Maurin haussa les épaules :
– Je ne peux que vous répéter ce qu’on m’a dit et je vous assure…
Il sentit qu’il avait fait une autre fausse manœuvre en éveillant la jalousie de Blanche. Il commençait à penser que la chance n’était pas tout à fait de son côté lorsqu’un bruit de sabots sur le plancher coupa net cette malencontreuse conversation. Maurin vit alors le vieux mendiant qui attendait au milieu de la pièce qu’on veuille bien lui parler. Maurin lui demanda durement :
– Que voulez-vous ?
L’homme leva sa main raidie par le froid à ses cheveux blancs.
– Le cabriolet, citoyen, murmura-t-il.
De son doigt tremblant, il désignait la porte. Un véhicule délabré, traîné par une pauvre rosse, attendait dehors. Levet paya les consommations et tout le monde sortit. Quand on se fut entassé dans le cabriolet, Charles Levet mit une pièce d’argent dans la main du mendiant.

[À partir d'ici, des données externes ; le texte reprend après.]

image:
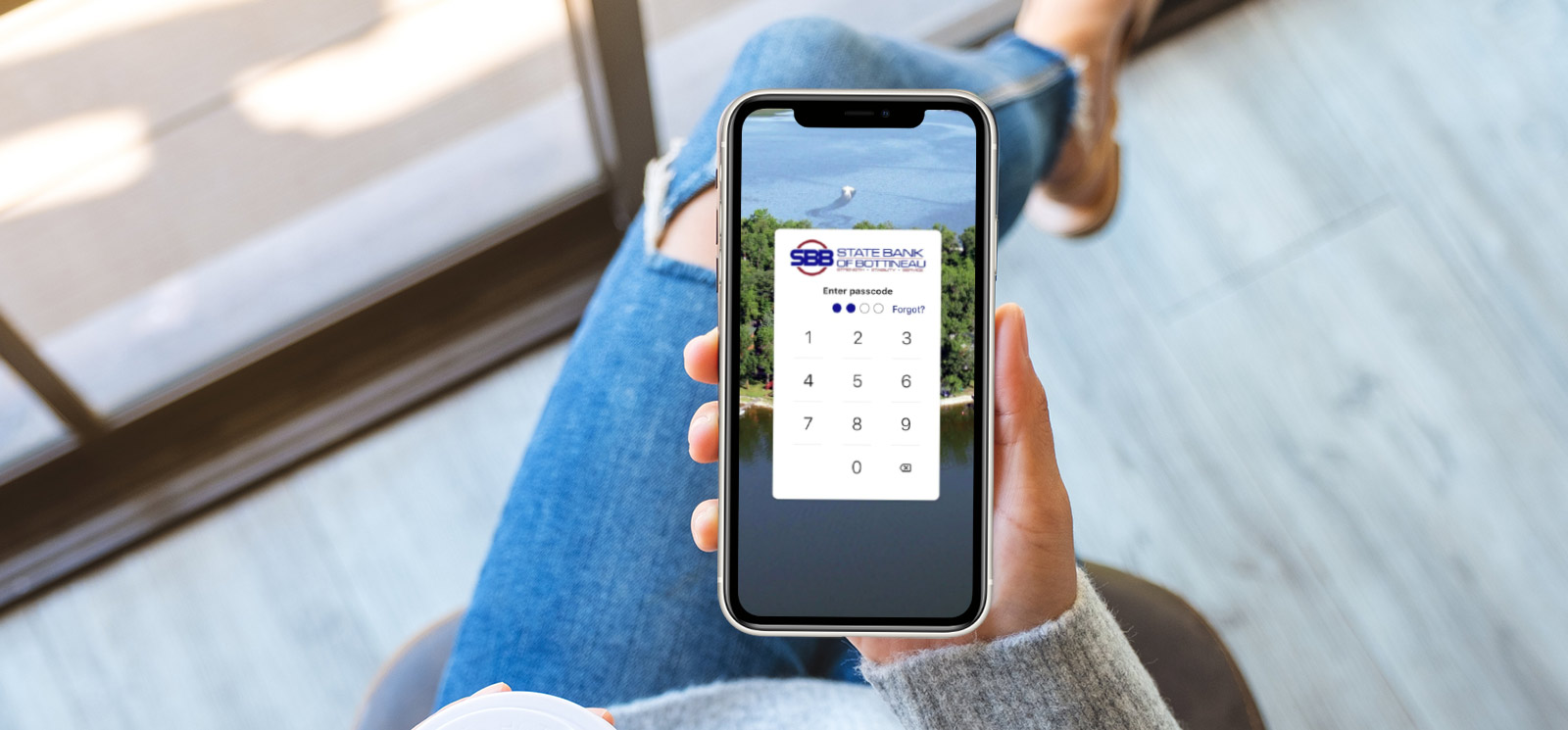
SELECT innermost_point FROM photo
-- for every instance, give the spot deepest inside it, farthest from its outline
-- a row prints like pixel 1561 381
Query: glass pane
pixel 25 423
pixel 692 42
pixel 187 177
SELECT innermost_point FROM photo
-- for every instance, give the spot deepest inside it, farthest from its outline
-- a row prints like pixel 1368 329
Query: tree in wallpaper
pixel 757 303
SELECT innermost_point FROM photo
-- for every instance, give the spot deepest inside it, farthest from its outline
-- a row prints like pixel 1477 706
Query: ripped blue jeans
pixel 592 589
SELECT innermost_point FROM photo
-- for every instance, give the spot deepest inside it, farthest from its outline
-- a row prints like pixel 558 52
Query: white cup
pixel 514 711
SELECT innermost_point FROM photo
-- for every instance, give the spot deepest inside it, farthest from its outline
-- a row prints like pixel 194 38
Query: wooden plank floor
pixel 1314 378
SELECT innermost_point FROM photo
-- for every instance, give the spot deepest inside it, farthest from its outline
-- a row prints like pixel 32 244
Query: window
pixel 187 179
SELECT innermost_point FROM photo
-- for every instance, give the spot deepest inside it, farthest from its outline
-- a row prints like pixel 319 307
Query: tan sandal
pixel 1079 196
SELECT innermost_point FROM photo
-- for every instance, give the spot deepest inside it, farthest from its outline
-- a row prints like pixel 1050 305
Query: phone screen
pixel 855 478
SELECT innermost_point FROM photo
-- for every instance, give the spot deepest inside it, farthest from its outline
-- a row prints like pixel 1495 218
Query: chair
pixel 1181 651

Maurin resta sur la route devant la taverne jusqu’à ce que la voiture eût disparu au tournant. Il n’était pas homme à reconnaître ses torts, même en lui-même, mais il devait avouer qu’il avait manqué de jugement et qu’il lui fallait réparer sa gaffe à la première occasion. « Blanche est très jeune, se dit-il, elle ne se rend pas compte de ses vrais sentiments et Pradel est l’homme qu’elle voit le plus souvent. » Cependant, la reconnaissance avait à jouer un rôle important dans les relations de la jeune fille avec l’ami qui avait tiré sa famille d’un mauvais pas. Maurin se félicita d’avoir convaincu Blanche, sinon les autres Levet, de ce que son influence, et elle seule, les avait fait libérer après quelques heures de détention. Elle était déjà bien disposée pour lui, il fallait continuer maintenant à gouverner les sentiments de la jeune fille et les tourner à son plus grand avantage à lui. Là-dessus, Maurin se décida à regagner sa maison.